The Indians were spotted on the shores of the Las Piedras river in Peru’s south-eastern Amazon. They left their shelters on the beach to watch the plane, chartered by Peru’s Environment Agency, fly overhead. During the plane’s second pass, one of the Indian women, carrying arrows and accompanied by a small boy, gestured aggressively, whilst the rest of the group sought refuge in the undergrowth.
‘This is the most recent recorded sighting of them,’ stated Peru’s national Indian organisation, AIDESEP. ‘The uncontacted tribes exist. If we don’t act now, tomorrow could be too late.’
In total, there are an estimated 15 uncontacted tribes in Peru and all of them are under severe threat, mainly from logging and oil exploration. Because of their isolation, they do not have immunity to outsiders’ diseases and any form of contact can be fatal for them.

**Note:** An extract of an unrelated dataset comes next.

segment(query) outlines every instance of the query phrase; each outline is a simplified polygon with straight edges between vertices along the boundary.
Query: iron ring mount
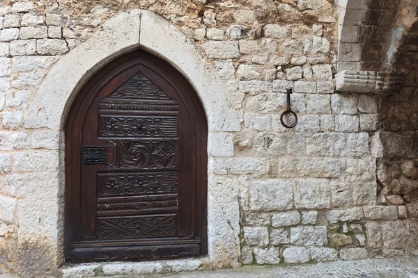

The sighting comes after the chairman of Perupetro, Peru’s state oil company, stated that it was ‘absurd to say there are uncontacted peoples when no one has seen them’, while another Perupetro spokesperson compared the tribes to the Loch Ness monster.
Survival’s director Stephen Corry said today, ‘What further proof is needed of the uncontacted tribes’ existence? There they are for all the world to see – Peru’s most vulnerable citizens whose government now needs to do its duty by them. It is time for their rights to their land to be recognised and respected, for oil and gas exploration to be banned from their territories, and for all loggers and other outsiders to be removed.’